Les documents délivrés par l’employeur au moment de se séparer d’un employé

Pour justifier de sa période d’emploi, des justificatifs doivent obligatoirement être remis à l’employé en fin d’activité. Faisons le point sur les obligations administratives de l’employeur : certificat de travail, reçu pour solde de tout compte, attestation pôle emploi.

En cas de perte d’emploi, un certain nombre de documents doivent être remis par l’employeur au salarié afin qu’il puisse justifier de sa période d’activité. Découvrez quels sont ces justificatifs, à qui ils sont remis et dans quelles circonstances ?

Les documents délivrés par l’employeur au moment de se séparer d’un employé

Les modalités de fin de contrat de travail

Des formalités administratives incombent aux employeurs quand ils se séparent d’un salarié. Les entreprises et les particuliers employeurs doivent remettre des documents à leurs employés quand ils s’en vont, et ce, quelles que soient les circonstances.

Cette obligation s’applique donc aux départs « prévus, comme en fin de période d’un CDD ou d’un contrat d’apprentissage et pour les candidats à la retraite. Mais également aux départs “négociés” dans le cadre d’une rupture conventionnelle et ceux » inattendus », consécutifs à une démission ou un licenciement.

Notez que dans un contexte de licenciement économique, c’est le liquidateur judiciaire qui procède à la remise des justificatifs d’emploi.

Les documents à remettre par l’employeur aux employés

Le certificat de travail

Le certificat de travail est le document, signé par l’employeur ou son représentant, qui atteste d’une activité sur une période effective. Il mentionne les dates de début et de fin de contrat (période d’essai comprise) ainsi que les fonctions exercées. Quand plusieurs postes ont été occupés, chaque période doit être détaillée. Le certificat doit aussi stipuler, quand c’est le cas, si le salarié garde le bénéfice d’une mutuelle ou d’un contrat de prévoyance.

Ce document doit être obligatoirement remis au moment du départ. À titre exceptionnel, il peut être envoyé au plus tard, en même temps que le bulletin de paie.

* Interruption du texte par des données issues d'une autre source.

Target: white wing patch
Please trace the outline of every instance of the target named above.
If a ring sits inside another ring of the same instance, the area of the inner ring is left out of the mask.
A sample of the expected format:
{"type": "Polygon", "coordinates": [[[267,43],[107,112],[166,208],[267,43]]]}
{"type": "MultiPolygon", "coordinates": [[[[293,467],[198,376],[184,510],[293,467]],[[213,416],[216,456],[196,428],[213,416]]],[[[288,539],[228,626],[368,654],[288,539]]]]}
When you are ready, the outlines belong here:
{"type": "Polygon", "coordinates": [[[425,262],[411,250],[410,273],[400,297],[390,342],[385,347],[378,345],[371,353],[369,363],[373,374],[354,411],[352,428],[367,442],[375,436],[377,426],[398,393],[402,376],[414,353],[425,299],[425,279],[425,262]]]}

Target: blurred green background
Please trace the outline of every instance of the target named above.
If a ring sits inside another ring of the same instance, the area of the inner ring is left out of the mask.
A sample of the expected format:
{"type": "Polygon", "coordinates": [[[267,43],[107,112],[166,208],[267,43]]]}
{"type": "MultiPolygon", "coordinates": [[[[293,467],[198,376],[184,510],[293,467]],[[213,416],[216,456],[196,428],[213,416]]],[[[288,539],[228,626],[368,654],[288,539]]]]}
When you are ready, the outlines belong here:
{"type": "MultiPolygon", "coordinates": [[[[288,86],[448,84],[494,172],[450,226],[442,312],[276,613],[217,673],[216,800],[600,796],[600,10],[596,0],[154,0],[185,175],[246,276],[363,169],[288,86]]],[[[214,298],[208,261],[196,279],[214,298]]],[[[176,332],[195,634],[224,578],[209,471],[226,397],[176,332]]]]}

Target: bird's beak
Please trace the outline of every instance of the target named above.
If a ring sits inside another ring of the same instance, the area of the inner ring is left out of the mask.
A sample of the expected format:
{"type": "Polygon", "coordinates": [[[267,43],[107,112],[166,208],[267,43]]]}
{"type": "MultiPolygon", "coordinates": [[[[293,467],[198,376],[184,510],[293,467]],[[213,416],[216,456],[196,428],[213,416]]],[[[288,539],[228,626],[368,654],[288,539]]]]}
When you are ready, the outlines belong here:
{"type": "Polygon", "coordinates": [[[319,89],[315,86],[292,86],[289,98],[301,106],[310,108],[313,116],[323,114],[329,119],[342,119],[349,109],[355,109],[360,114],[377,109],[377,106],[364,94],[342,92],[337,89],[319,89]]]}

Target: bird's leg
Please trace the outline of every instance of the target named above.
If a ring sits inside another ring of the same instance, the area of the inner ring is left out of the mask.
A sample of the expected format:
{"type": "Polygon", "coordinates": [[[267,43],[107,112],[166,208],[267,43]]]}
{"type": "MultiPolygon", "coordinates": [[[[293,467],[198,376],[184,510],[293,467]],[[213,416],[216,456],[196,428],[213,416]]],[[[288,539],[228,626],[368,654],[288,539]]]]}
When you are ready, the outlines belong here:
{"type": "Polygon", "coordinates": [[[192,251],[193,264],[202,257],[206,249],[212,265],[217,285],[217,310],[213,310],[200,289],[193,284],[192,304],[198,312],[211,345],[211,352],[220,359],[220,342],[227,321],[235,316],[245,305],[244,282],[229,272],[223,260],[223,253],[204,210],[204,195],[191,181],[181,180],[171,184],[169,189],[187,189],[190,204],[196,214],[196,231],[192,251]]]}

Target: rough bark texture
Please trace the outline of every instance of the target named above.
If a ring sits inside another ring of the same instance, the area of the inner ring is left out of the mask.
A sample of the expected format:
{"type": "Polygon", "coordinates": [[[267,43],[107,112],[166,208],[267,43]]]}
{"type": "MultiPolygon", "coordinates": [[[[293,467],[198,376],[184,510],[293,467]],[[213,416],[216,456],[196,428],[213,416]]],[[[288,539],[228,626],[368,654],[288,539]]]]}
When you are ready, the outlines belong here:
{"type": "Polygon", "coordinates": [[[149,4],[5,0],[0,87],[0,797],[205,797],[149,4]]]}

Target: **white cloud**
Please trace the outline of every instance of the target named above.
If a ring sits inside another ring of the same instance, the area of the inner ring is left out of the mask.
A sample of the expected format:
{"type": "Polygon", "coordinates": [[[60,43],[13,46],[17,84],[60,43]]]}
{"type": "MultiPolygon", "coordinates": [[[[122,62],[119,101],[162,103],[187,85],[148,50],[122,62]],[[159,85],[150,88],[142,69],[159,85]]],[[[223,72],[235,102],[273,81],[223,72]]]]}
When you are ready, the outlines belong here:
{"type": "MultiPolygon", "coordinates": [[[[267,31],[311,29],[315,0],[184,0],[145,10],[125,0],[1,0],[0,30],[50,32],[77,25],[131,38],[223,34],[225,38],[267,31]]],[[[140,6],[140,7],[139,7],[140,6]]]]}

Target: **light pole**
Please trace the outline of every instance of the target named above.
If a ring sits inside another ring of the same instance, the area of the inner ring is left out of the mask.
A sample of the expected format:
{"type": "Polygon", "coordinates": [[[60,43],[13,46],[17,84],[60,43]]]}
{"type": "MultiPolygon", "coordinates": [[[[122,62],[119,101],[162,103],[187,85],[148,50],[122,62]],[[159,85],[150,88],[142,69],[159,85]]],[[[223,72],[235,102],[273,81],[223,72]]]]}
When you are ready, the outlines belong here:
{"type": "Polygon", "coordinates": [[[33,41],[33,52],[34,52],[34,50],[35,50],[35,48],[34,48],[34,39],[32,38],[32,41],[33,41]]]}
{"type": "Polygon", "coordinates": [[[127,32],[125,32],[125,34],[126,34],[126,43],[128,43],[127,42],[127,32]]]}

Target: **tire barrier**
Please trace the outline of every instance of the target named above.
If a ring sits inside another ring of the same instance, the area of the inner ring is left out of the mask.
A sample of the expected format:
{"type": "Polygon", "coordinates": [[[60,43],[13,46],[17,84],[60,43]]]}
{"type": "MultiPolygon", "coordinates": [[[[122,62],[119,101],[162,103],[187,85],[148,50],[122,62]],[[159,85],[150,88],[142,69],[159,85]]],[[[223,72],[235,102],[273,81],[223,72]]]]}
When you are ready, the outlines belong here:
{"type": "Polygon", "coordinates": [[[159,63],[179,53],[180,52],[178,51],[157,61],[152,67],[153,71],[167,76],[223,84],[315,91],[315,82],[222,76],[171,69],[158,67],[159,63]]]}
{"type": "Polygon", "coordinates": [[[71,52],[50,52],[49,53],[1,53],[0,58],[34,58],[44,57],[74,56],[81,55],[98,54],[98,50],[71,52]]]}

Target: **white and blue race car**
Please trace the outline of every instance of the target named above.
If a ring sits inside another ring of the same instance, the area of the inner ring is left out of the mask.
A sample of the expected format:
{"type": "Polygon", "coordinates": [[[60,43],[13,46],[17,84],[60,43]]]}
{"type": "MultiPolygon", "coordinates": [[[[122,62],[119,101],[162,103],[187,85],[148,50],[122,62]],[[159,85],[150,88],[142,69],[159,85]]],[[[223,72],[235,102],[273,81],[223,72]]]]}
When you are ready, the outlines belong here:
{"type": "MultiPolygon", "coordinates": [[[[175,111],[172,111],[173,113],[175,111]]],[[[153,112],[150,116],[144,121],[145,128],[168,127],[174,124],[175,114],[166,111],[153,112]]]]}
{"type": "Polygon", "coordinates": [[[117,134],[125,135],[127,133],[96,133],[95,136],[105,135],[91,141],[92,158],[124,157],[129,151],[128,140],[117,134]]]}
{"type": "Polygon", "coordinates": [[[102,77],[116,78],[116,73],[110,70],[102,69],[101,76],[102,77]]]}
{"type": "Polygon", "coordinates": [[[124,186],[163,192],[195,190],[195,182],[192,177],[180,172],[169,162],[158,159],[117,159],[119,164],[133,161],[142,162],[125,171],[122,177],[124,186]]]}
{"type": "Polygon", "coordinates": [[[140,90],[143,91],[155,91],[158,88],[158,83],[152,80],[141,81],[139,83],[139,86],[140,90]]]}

C’est le cas notamment quand la période d’essai est rompue sans préavis ou en cas de décès du salarié (le certificat de travail doit être transmis aux ayants droit).

Le reçu de solde de tout compte

Il s’agit d’un état récapitulatif de toutes les sommes que perçoit le salarié à son départ de l’entreprise. Il recense les indemnités de préavis, de rupture, de congés payés, les éventuelles primes (ou reliquats) et le montant du salaire en cours. Le reçu doit être daté et remis avec le bulletin de paie, en double exemplaire pour signature.

Si le salarié est en désaccord avec son solde de tout compte et ne le signe pas, dans ce cas, il ne reçoit pas les sommes en question. Il aura 6 mois pour envoyer une réclamation à son patron, par courrier avec accusé de réception, ou intenter une action en justice.

L’attestation Pôle Emploi

Ce document est primordial pour un salarié devant s’inscrire au chômage. Cette attestation lui est remise au moment du départ (et pas après). C’est grâce à elle qu’est calculée l’allocation de retour à l’emploi (ARE).

L’employeur peut se procurer un imprimé en ligne sur l’espace qui lui est dédié. Il doit saisir ledit document en ligne, à défaut, le pré-remplir, l’imprimer, et envoyer rapidement l’exemplaire destiné au Pôle emploi Centre de traitement — BP 80 069 - 77 213 Avon Cedex. Dans tous les cas, un exemplaire doit être donné au candidat au départ.

Les exceptions

L’attestation Pôle Emploi n’est pas nécessaire en fin de mission intérim. Les relevés de missions fournis par l’agence font foi pour le calcul de l’ARE en cas de chômage. Pour les intermittents du spectacle, du cinéma ou de l’audiovisuel, c’est l’attestation employeur mensuelle (AEM) qui est le document de référence.

Enfin, notez que dans certaines associations, l’attestation n’est donnée que sur demande du salarié.

Les sanctions pour les employeurs en cas de manquement à leurs obligations

Une contravention de 4e classe est prévue pour les employeurs qui dérogent à leurs obligations. L’amende peut aller jusqu’à 750 € pour les personnes physiques (les particuliers-employeurs) et 3750 € pour les personnes morales.